I spoke with anglers in the area fishing for trout, and almost every one of them knew the precise stocking days for lakes they’d be fishing. All stocking information is available on the AZGFD website. There was a stocking scheduled for the pond 2 miles away anytime between 2/8-2/12. Last night (2/11), I cruised over there on my bike and chatted with some anglers, and according to everyone I talked to, the bite was real slow. This makes me think the trout truck might be dumping a load of freshly farm-raised fish sometime today. This makes my after-work plans very easy.

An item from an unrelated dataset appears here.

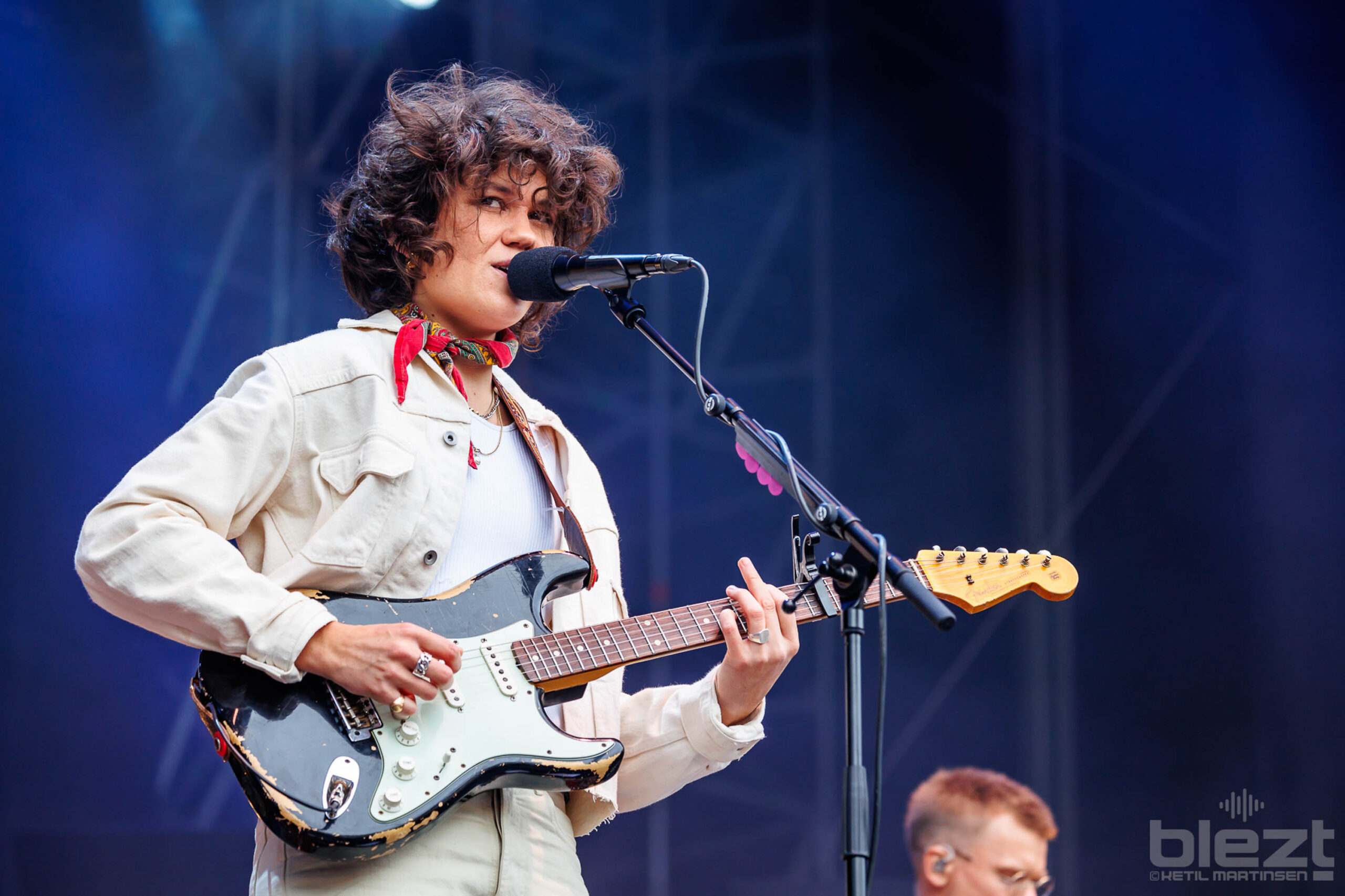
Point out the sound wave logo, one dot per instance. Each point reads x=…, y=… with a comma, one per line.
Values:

3) Fishing Phoenix: Private Pond Honey Holes
The Phoenix area is a sprawling spread of strip malls, subdivisions, and well-manicured roads. And the first two things on that list are often linked with quality fishing. Around here, many subdivisions or strip malls have either a retention pond or recreational lake. Some of these spaces are private or require permission from a resident, but others are open to the public. Private ponds seem to give anglers the best opportunity to catch quality bass in the metro area.
Wrapping Things Up
While this write-up didn’t highlight any storied catches, I hope that this simple approach of breaking down a new area helps make your future fishing trips a little bit easier. Do your research, and don’t be afraid to speak with local anglers. Please don’t ask them where they are catching them, but it’s ok to ask them what they are catching them on. Be curious but respectful at the same time. Tight lines!